Did the city let anyone in the adjoining neighborhood know about this proposal? No. Instead, citizens found out in the local newspaper. A friend who lives right by the pathway was sadly under the impression it was a done deal and wasn’t going to submit a letter of opposition to the city but then did. Then we were told that there would be no public hearing on the matter.
I’m continually bothered by the lack of empathy and consideration for those who live near areas that continue to see increased growth or have projects like this bike park plopped into their neighborhoods. Others and myself have tried for years to get some kind of remedy for the situation at the “most dangerous” place in Grand County — Left Hand and Millcreek Canyon. For two and a half years I wrote letters to the editor, emails to the city and county, addressed the two mayors as well as both councils asking for better signage on Powerhouse Lane to help guide tourists and better protect the people who live there to no avail.

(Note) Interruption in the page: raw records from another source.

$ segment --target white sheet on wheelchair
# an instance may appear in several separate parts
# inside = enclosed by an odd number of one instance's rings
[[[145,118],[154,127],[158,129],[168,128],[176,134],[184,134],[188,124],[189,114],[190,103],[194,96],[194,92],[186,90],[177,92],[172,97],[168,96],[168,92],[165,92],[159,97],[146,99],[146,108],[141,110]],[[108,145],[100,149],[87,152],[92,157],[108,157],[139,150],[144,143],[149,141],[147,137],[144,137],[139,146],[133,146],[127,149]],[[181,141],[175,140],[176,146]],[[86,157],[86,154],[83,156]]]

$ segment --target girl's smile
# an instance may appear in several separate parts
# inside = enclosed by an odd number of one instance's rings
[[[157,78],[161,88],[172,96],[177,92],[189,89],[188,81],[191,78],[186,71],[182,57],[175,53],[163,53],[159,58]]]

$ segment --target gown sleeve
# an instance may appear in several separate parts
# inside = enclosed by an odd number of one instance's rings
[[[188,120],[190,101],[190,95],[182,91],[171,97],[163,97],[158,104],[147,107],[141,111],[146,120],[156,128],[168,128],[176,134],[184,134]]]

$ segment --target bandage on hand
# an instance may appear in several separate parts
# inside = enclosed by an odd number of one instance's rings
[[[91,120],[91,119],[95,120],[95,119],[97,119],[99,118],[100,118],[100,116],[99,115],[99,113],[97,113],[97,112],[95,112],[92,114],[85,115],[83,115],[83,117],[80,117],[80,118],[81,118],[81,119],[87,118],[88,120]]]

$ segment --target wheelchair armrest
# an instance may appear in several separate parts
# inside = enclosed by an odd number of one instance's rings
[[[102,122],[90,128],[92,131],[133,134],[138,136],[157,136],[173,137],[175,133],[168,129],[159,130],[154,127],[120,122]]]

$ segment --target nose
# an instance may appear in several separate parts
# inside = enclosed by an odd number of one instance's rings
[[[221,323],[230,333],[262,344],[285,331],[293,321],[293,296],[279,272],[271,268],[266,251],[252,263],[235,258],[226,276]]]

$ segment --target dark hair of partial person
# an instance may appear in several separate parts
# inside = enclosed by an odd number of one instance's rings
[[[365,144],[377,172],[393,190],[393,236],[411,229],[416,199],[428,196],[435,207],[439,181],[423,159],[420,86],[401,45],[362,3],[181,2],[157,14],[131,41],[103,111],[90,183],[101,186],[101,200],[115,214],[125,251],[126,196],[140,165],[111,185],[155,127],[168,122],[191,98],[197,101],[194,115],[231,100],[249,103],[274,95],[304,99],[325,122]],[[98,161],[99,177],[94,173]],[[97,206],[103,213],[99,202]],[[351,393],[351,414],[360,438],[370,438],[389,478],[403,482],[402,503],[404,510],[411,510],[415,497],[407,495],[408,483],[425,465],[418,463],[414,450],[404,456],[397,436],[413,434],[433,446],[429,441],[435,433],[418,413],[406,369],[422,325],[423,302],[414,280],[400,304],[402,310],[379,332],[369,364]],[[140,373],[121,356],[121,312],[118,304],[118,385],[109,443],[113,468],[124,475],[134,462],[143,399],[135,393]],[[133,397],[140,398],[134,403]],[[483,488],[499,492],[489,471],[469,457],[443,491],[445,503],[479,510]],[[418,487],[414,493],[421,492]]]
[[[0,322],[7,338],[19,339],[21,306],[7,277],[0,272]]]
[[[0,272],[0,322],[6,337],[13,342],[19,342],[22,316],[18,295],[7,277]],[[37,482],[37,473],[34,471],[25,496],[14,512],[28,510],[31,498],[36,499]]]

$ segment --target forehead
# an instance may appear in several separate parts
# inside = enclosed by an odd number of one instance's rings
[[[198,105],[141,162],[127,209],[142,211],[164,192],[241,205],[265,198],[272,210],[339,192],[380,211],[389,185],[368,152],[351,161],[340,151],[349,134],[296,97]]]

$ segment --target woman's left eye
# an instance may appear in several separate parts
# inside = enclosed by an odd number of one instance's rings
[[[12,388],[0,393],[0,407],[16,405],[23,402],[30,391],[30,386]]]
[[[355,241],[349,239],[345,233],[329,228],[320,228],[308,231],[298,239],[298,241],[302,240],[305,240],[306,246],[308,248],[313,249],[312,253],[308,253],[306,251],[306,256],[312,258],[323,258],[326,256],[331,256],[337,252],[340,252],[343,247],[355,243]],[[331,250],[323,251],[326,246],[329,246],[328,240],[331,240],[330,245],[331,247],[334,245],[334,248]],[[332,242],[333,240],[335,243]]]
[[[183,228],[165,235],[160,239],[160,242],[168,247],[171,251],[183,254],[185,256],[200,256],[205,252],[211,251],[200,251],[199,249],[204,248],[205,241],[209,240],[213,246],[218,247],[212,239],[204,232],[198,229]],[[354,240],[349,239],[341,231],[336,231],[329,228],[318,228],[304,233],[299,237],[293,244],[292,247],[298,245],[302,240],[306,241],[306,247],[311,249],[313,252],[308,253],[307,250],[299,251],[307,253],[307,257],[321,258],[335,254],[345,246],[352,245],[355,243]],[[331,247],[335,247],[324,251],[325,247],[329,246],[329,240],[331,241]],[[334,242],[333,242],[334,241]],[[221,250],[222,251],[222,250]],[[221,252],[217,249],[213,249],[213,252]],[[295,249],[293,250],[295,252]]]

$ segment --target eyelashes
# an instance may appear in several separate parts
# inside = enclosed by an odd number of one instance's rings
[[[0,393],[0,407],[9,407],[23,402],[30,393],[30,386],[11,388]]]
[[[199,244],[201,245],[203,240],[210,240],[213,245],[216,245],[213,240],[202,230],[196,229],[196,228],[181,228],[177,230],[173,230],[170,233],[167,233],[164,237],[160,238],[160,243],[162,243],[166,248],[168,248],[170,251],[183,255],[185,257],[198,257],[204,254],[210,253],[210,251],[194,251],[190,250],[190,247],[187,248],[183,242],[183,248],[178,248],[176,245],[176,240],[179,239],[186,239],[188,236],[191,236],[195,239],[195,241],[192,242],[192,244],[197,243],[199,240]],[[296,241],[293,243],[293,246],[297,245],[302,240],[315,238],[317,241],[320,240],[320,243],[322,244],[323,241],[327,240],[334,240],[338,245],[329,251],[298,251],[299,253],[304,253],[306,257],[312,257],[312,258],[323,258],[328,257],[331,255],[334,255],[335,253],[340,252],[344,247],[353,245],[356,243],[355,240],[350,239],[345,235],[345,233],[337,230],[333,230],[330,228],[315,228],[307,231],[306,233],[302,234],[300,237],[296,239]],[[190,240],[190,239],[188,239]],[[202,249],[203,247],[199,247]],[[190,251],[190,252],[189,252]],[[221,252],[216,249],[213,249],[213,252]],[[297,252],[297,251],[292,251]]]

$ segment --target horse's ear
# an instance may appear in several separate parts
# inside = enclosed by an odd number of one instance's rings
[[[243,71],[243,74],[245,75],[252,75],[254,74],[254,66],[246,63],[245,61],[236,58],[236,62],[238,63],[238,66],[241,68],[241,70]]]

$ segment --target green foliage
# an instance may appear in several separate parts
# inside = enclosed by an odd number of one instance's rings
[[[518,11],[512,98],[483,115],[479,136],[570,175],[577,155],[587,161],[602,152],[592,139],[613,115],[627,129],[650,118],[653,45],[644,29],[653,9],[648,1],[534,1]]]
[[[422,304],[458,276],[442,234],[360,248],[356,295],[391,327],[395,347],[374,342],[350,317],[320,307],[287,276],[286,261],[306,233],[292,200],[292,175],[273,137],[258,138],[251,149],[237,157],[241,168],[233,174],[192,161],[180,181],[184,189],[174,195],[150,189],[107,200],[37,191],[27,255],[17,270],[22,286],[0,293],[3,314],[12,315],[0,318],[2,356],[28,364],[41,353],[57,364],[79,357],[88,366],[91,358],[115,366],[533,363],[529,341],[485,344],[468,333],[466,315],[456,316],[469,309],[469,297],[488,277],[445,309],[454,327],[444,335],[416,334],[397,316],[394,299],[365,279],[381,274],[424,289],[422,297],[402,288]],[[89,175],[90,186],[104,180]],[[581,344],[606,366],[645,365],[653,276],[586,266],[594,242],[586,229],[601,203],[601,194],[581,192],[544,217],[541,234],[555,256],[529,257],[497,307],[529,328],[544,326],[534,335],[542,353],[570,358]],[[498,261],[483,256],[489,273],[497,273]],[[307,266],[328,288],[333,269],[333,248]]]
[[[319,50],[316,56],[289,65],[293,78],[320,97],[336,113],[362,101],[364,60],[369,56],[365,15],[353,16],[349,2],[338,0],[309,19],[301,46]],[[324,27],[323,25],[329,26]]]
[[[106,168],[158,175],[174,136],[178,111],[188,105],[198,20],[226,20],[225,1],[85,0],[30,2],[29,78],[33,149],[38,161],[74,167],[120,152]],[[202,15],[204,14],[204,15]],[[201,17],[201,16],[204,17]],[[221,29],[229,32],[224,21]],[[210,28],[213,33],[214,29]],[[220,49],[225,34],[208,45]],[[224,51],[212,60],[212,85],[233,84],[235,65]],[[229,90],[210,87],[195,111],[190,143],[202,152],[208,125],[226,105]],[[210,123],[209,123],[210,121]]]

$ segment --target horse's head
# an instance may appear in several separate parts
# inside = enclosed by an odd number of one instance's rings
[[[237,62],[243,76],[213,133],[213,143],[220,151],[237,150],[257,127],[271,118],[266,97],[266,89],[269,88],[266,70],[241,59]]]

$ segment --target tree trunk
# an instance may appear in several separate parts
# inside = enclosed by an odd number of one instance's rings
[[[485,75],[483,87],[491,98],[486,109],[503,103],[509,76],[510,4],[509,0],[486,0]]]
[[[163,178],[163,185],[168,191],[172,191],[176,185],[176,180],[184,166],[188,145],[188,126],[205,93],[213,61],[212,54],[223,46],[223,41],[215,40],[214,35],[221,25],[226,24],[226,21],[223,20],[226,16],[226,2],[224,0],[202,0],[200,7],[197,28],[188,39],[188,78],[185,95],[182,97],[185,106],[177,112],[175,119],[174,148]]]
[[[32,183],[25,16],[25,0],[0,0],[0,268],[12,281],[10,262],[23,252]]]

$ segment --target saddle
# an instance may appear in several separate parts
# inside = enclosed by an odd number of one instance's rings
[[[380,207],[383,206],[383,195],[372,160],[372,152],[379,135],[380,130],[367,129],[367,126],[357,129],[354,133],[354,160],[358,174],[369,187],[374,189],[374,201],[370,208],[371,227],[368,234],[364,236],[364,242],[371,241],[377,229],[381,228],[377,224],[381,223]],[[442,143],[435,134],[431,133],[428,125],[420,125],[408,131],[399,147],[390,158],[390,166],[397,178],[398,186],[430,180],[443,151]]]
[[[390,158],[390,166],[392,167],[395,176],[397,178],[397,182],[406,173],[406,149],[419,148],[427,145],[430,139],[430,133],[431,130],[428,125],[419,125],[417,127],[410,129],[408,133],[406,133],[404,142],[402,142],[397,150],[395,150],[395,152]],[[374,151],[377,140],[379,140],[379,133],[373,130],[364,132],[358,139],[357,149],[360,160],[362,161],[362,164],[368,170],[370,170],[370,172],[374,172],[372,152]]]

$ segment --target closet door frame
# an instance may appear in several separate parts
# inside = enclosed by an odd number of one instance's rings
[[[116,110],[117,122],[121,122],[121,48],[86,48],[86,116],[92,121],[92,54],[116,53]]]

Now we have a proposed bike skills park in one of downtown Moab’s last sweet, quiet spots next to the creek underneath those amazing cottonwood trees, which happens to be a favorite spot along the path of many others and mine. Every time I ride through there I have to stop and look around at the grandeur of those trees, listen to the creek flowing and revere that quiet, un-crowded spot.
To the supporters of this bike skills park, I ask them to consider that there are many of us who love that section because it is quiet and devoid of crowds. Would they want one of their special spots to be changed so dramatically, would they want one of their special quiet spots to have a bike skills park in it? One of my first thoughts about this park was about the people who live near this spot and how their quiet neighborhood would be exposed to more people and traffic, and how sad it is that they weren’t given any consideration or heads up in the matter.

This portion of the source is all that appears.